Qian Bin, Soyer Orkun S, Neubig Richard R, Goldstein Richard A
Biophysics Research Division, University of Michigan, Ann Arbor, MI 48105, USA.
FEBS Lett. 2003 Nov 6;554(1-2):95-9. doi: 10.1016/s0014-5793(03)01112-8.
Related proteins with similar biological functions generally share common features, allowing us to extract the common sequence features. These common features enable us to build statistical models that can be used to classify proteins, to predict new members, and to study the sequence-function relationship of this protein function group. Although evolution underlies the basis of multiple sequence analysis methods, most methods ignore phylogenetic relationships and the evolutionary process in building these statistical models. Previously we have shown that a phylogenetic tree-based profile hidden Markov model (T-HMM) is superior in generating a profile for a group of similar proteins. In this study we used the method to generate common features of G protein-coupled receptors (GPCRs). The profile generated by T-HMM gives high accuracy in GPCR function classification, both by ligand and by coupled G protein.

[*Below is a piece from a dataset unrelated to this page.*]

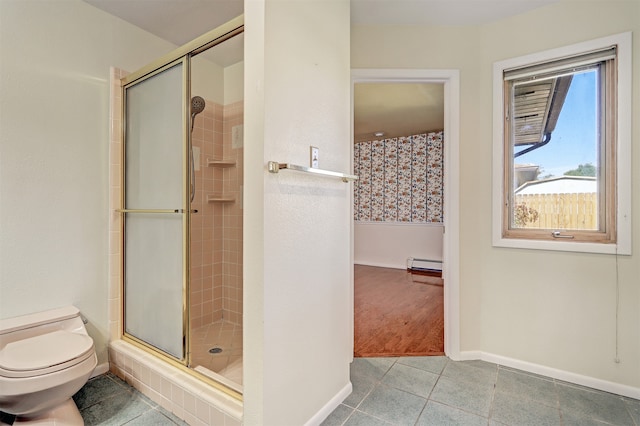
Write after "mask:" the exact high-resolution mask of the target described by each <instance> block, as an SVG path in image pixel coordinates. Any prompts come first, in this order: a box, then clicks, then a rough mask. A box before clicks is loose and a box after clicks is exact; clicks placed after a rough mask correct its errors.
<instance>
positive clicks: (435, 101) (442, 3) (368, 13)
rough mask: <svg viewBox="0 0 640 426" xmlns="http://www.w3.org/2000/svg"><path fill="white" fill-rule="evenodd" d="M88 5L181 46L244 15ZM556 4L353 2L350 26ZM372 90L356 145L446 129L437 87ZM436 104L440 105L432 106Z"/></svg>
mask: <svg viewBox="0 0 640 426" xmlns="http://www.w3.org/2000/svg"><path fill="white" fill-rule="evenodd" d="M84 1H85V2H87V3H89V4H91V5H93V6H95V7H97V8H99V9H102V10H104V11H105V12H107V13H110V14H112V15H114V16H117V17H119V18H121V19H123V20H125V21H127V22H129V23H131V24H133V25H135V26H137V27H139V28H142V29H143V30H146V31H148V32H150V33H151V34H154V35H156V36H157V37H160V38H162V39H164V40H167V41H169V42H171V43H173V44H175V45H177V46H181V45H183V44H186V43H187V42H189V41H191V40H193V39H194V38H196V37H198V36H200V35H202V34H204V33H206V32H208V31H210V30H212V29H213V28H216V27H217V26H219V25H222V24H223V23H225V22H227V21H229V20H231V19H232V18H235V17H236V16H238V15H240V14H242V13H243V8H244V0H161V1H158V0H156V1H150V0H84ZM558 1H560V0H351V22H352V24H372V25H384V24H390V25H394V24H395V25H444V26H466V25H482V24H486V23H489V22H491V21H495V20H499V19H503V18H506V17H509V16H513V15H517V14H520V13H523V12H526V11H528V10H532V9H535V8H538V7H541V6H545V5H547V4H551V3H556V2H558ZM242 47H243V44H242V38H241V37H235V38H234V39H232V40H230V41H228V42H225V43H223V44H221V45H219V46H217V47H216V49H215V57H213V56H211V57H210V56H207V58H208V59H210V60H213V61H214V62H216V63H218V64H219V65H221V66H223V67H226V66H228V65H231V64H234V63H236V62H239V61H241V60H242V59H243V49H242ZM208 53H209V52H208ZM357 86H365V85H357ZM369 86H370V87H369V88H367V89H366V90H365V88H364V87H363V88H362V90H361V91H362V93H361V96H356V97H355V99H354V101H355V102H354V110H355V112H354V134H355V135H356V140H364V139H371V138H370V137H368V136H367V135H372V134H373V132H376V131H383V132H385V137H393V135H397V133H398V132H400V130H398V129H399V127H400V126H404V127H406V129H407V131H402V132H401V133H402V134H403V135H409V134H415V132H420V131H425V130H436V129H437V130H439V129H441V128H442V125H437V124H435V122H437V121H438V120H442V114H443V113H444V106H443V103H442V102H443V99H442V96H443V95H442V90H441V88H439V89H438V87H437V86H439V85H437V84H436V85H431V86H434V87H431V88H429V87H428V86H429V85H426V86H424V87H420V88H413V89H415V90H408V87H409V85H407V84H394V85H386V86H389V87H383V86H385V85H381V84H376V85H369ZM374 86H378V87H377V88H376V87H374ZM394 86H395V89H394ZM440 86H441V85H440ZM365 91H366V92H368V93H365ZM436 101H438V102H440V104H437V103H434V102H436ZM358 111H359V113H358ZM425 115H426V117H425ZM413 117H415V120H414V119H413ZM415 129H419V130H415Z"/></svg>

具有相似生物学功能的相关蛋白质通常具有共同特征,这使我们能够提取共同的序列特征。这些共同特征使我们能够构建统计模型,用于蛋白质分类、预测新成员以及研究该蛋白质功能组的序列-功能关系。尽管进化是多序列分析方法的基础,但大多数方法在构建这些统计模型时忽略了系统发育关系和进化过程。此前我们已经表明,基于系统发育树的轮廓隐马尔可夫模型(T-HMM)在为一组相似蛋白质生成轮廓方面更具优势。在本研究中,我们使用该方法生成G蛋白偶联受体(GPCR)的共同特征。T-HMM生成的轮廓在GPCR功能分类方面具有很高的准确性,无论是按配体还是按偶联的G蛋白进行分类。